Protective layer 570 covers on separation layer 540 and the conductive layer 560, and exposed portions serve conductive layer 560, forms a plurality of signal transmission lines road contact hole 580, in order to follow-up packaging operation.In addition, a plurality of spray orifices 585 run through in each layer that is formed at protective layer 570, separation layer 540 and structure sheaf 520, and are communicated with fluid cavity 620,630,640,650.

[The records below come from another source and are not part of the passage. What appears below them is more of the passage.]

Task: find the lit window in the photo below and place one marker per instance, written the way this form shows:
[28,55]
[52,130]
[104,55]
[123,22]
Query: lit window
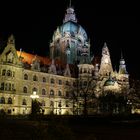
[52,93]
[52,81]
[43,103]
[60,82]
[2,100]
[9,73]
[9,100]
[59,93]
[51,104]
[35,78]
[25,77]
[24,102]
[43,92]
[3,72]
[25,89]
[44,79]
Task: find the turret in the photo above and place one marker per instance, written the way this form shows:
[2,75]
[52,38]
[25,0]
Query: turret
[106,65]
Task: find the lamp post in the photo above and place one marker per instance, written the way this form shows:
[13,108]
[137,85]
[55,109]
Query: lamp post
[35,108]
[56,107]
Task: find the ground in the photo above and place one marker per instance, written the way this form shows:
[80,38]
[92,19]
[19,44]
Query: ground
[76,128]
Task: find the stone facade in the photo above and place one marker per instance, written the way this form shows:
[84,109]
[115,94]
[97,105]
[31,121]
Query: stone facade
[65,80]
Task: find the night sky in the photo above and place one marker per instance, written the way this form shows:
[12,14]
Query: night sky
[33,24]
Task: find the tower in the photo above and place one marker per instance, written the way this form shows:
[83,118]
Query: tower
[122,66]
[70,41]
[106,65]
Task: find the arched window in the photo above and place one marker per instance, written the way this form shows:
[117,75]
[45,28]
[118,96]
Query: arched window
[67,83]
[85,83]
[52,92]
[2,86]
[24,102]
[35,78]
[3,72]
[2,100]
[24,89]
[25,77]
[43,103]
[9,100]
[44,79]
[34,89]
[43,92]
[67,104]
[59,93]
[67,94]
[52,81]
[60,82]
[9,73]
[51,104]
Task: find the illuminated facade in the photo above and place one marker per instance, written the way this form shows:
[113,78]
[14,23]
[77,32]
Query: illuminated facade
[54,78]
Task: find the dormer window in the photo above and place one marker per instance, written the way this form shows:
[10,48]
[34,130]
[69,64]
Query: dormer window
[35,78]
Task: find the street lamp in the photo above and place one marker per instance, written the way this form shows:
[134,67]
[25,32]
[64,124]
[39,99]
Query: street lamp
[56,107]
[35,108]
[34,95]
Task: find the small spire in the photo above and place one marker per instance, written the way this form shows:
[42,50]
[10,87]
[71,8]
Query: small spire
[121,54]
[70,3]
[11,39]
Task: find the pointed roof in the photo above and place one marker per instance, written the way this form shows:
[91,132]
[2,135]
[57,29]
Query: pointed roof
[70,15]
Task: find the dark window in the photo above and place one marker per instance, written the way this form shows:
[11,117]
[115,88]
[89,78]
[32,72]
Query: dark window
[52,93]
[9,73]
[2,100]
[25,77]
[3,72]
[60,82]
[25,89]
[44,79]
[2,86]
[9,111]
[34,89]
[51,104]
[35,78]
[52,81]
[59,93]
[67,83]
[43,103]
[67,94]
[9,100]
[24,102]
[43,92]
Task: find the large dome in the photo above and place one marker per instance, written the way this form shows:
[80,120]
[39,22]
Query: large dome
[73,28]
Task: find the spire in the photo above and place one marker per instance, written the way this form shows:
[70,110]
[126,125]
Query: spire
[11,40]
[106,65]
[70,14]
[70,3]
[67,71]
[121,54]
[52,68]
[122,66]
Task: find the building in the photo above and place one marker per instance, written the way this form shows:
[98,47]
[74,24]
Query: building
[61,79]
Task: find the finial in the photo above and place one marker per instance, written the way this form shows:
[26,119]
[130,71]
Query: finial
[70,3]
[121,54]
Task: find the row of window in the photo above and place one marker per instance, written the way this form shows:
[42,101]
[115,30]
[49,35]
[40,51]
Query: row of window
[24,102]
[7,86]
[52,103]
[8,73]
[52,93]
[2,100]
[52,81]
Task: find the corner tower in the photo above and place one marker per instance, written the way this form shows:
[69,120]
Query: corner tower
[70,40]
[106,65]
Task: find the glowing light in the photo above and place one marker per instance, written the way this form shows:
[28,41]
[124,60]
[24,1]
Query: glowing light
[34,95]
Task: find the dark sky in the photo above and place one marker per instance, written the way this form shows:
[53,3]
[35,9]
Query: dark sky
[33,24]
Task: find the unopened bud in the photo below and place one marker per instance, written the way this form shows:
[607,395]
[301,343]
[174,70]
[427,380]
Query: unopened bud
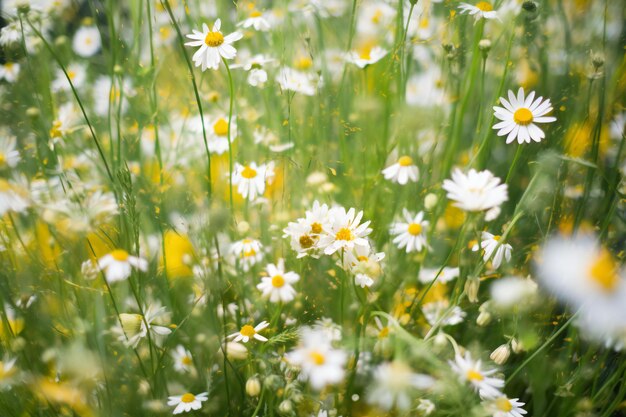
[501,354]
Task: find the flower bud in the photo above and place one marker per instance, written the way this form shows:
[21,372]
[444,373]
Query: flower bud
[501,354]
[253,387]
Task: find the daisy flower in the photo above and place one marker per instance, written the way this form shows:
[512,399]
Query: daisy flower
[475,191]
[344,231]
[519,116]
[494,249]
[187,402]
[86,41]
[248,332]
[118,265]
[250,179]
[213,46]
[183,361]
[277,286]
[482,10]
[320,364]
[412,233]
[402,171]
[470,371]
[504,407]
[366,56]
[393,385]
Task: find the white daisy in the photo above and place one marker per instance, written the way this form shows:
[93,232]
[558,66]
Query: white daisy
[250,179]
[470,371]
[320,364]
[366,56]
[475,191]
[117,265]
[494,249]
[344,231]
[213,46]
[393,385]
[248,332]
[519,116]
[412,233]
[402,171]
[482,9]
[187,402]
[277,286]
[504,407]
[87,41]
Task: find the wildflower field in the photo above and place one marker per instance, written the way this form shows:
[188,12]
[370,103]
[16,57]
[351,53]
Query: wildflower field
[312,208]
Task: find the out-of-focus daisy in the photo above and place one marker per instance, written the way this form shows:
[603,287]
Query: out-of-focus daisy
[118,265]
[504,407]
[344,231]
[410,234]
[9,155]
[366,56]
[248,332]
[248,252]
[494,249]
[183,361]
[277,286]
[12,198]
[257,21]
[471,371]
[9,71]
[135,326]
[393,385]
[402,171]
[519,116]
[187,402]
[250,179]
[213,46]
[481,10]
[320,364]
[475,191]
[87,41]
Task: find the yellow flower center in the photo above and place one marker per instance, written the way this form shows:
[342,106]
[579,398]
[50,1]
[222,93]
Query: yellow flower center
[214,39]
[188,398]
[523,116]
[278,281]
[484,6]
[120,255]
[248,172]
[316,228]
[503,404]
[306,241]
[317,358]
[344,234]
[604,271]
[247,330]
[405,161]
[474,375]
[221,127]
[415,229]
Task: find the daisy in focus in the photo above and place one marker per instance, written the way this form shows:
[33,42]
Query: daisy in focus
[214,46]
[410,234]
[251,179]
[481,10]
[248,332]
[277,286]
[494,249]
[402,171]
[118,265]
[187,402]
[476,191]
[520,115]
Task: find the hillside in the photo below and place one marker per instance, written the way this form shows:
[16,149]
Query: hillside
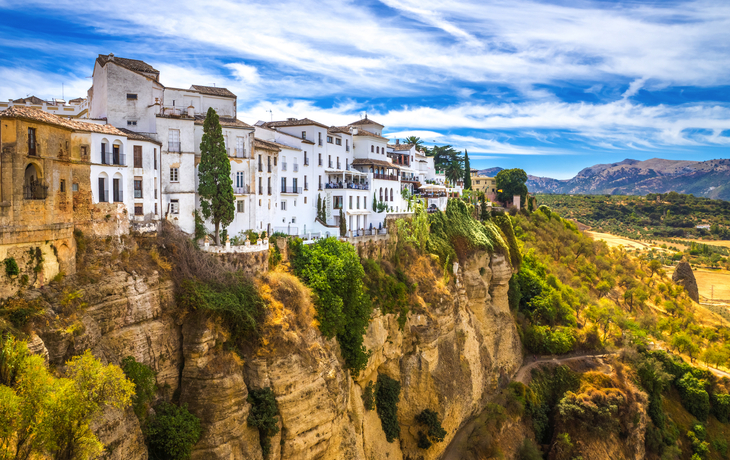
[709,179]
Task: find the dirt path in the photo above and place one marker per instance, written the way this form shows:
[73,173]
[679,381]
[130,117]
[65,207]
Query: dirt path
[523,375]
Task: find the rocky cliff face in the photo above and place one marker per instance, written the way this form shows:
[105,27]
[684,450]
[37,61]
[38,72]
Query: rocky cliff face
[452,356]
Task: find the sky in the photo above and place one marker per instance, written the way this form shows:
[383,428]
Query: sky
[548,86]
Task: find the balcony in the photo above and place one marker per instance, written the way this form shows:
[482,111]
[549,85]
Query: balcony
[35,191]
[292,190]
[111,158]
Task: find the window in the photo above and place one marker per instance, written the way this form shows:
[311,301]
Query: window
[31,141]
[137,156]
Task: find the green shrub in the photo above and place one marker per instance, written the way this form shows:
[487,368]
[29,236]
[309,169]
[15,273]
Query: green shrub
[436,432]
[333,271]
[144,381]
[529,450]
[263,415]
[172,432]
[387,395]
[11,267]
[694,397]
[368,398]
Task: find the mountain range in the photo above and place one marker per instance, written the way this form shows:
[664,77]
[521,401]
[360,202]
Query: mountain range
[709,179]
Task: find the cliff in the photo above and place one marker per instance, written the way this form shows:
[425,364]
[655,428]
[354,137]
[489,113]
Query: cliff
[454,353]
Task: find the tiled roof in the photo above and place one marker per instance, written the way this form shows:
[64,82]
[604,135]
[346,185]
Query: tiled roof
[31,99]
[213,90]
[131,64]
[34,114]
[224,121]
[368,161]
[400,146]
[365,121]
[294,122]
[265,145]
[138,136]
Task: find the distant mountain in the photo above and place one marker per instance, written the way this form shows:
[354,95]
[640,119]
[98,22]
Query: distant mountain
[710,179]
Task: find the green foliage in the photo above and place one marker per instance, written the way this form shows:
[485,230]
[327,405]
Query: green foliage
[11,267]
[333,271]
[368,396]
[263,415]
[172,432]
[511,182]
[236,301]
[215,186]
[387,395]
[144,381]
[694,396]
[529,450]
[435,432]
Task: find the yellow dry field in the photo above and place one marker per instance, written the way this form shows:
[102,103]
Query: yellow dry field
[614,241]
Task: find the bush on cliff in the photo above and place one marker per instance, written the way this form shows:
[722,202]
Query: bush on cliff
[333,271]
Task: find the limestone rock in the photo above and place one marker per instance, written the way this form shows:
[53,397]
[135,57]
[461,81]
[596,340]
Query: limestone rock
[684,276]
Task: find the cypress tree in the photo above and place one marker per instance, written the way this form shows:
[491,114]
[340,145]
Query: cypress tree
[467,171]
[214,175]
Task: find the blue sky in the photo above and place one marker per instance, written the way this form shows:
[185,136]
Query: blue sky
[551,87]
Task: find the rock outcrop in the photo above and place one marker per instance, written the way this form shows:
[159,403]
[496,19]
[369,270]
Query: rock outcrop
[453,354]
[684,276]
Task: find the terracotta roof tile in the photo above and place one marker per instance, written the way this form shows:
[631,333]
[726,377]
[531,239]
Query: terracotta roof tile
[213,90]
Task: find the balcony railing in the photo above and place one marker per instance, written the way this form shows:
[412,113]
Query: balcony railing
[111,158]
[35,191]
[291,189]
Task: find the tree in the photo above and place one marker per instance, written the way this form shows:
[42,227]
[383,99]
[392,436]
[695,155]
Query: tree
[511,182]
[467,171]
[214,174]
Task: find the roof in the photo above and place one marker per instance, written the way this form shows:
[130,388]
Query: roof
[400,146]
[131,64]
[277,144]
[31,99]
[368,161]
[266,145]
[294,122]
[138,136]
[365,121]
[228,122]
[213,90]
[34,114]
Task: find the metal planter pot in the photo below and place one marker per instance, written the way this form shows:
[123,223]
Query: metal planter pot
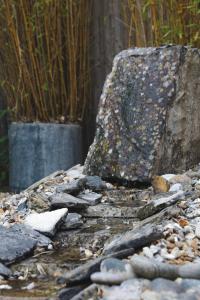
[38,149]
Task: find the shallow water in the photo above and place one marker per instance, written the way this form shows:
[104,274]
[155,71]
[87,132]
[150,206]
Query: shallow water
[44,268]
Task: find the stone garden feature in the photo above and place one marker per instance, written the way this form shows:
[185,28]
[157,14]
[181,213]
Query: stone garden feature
[149,117]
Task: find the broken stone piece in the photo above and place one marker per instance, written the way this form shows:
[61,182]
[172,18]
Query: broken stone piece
[136,238]
[113,271]
[47,222]
[149,104]
[73,187]
[14,245]
[61,200]
[160,184]
[4,271]
[92,197]
[95,183]
[72,221]
[157,205]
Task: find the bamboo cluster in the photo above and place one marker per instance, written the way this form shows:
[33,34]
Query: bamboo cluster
[44,58]
[159,22]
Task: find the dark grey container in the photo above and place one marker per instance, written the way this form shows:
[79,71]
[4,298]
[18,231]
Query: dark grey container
[38,149]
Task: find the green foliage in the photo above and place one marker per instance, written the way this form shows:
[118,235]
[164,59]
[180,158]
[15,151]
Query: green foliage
[44,58]
[158,22]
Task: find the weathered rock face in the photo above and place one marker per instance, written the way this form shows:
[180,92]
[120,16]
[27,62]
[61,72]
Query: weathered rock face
[149,117]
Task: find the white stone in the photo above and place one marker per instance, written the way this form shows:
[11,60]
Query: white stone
[176,187]
[197,231]
[168,177]
[46,222]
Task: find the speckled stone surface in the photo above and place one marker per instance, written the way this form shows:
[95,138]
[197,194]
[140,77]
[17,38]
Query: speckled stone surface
[149,117]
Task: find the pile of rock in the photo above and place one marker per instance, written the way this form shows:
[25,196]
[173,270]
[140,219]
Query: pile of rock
[161,251]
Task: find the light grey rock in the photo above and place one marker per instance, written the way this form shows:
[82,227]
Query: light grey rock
[155,206]
[90,292]
[72,221]
[144,122]
[4,271]
[113,271]
[95,183]
[62,200]
[197,230]
[73,187]
[40,239]
[150,268]
[130,290]
[136,238]
[92,197]
[82,273]
[162,284]
[176,187]
[69,293]
[47,222]
[14,246]
[110,211]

The architectural feature of the fluid ejection apparatus of present embodiment is the connection design between fluid cavity 620,630,640,650 and runner 610 and manifold 600 threes, this kind particular topology, can improve in the prior art when making a plurality of fluid cavity, the complicated technology of the necessary corresponding manifold of one current drainage body cavity, only can supply the fluid to each fluid cavity 620,630,640,650 and manipulate, and reach ink-jet effect same as the prior art by means of single manifold 600.In addition, utilize fluid cavity 620,630,640,650 dislocation to arrange, can improve the injection density of device significantly.
See also Fig. 5 A, Fig. 5 B and Fig. 6 again, the manufacturing of the single petrochemical fluid jet device of another embodiment of the present invention is described.At first, shown in Fig. 5 A, provide substrate 500, silicon base for example, the thickness of substrate 500 is substantially between 625~675 microns.Then, on first 5001 of substrate 500, form the sacrifice layer 510 of composition, sacrifice layer 510 is made of boron-phosphorosilicate glass (BPSG), phosphorosilicate glass (PSG) or silica material, wherein preferably constitutes with phosphorosilicate glass, and the thickness of sacrifice layer 510 is substantially between 1~2 micron.
As shown in Figure 6, the sacrifice layer of above-mentioned composition is as the predetermined zone that forms runner 610 and four current drainage body cavitys 620,630,640,650.
Then, in substrate 500, form the structure sheaf 520 of composition, and the sacrifice layer 510 of this structure sheaf covering composition, structure sheaf 520 can be the silicon oxynitride layer that is formed by chemical vapour deposition technique (CVD), the thickness of structure sheaf 520 is substantially between 1.5~2 microns.In addition, structure sheaf 520 is made of low-stress material, and its stress value is substantially between 100~200 MPas (MPa) tension.
Then, on structure sheaf 520, form the resistive layer 530 of composition, with as ejection actuators heater for example, fluid is driven via jet actuator after, by the spray orifice ejection of follow-up manufacturing, resistive layer 530 is by HfB 2, TaAl, TaN or TiN constitute, preferably constitute by TaAl.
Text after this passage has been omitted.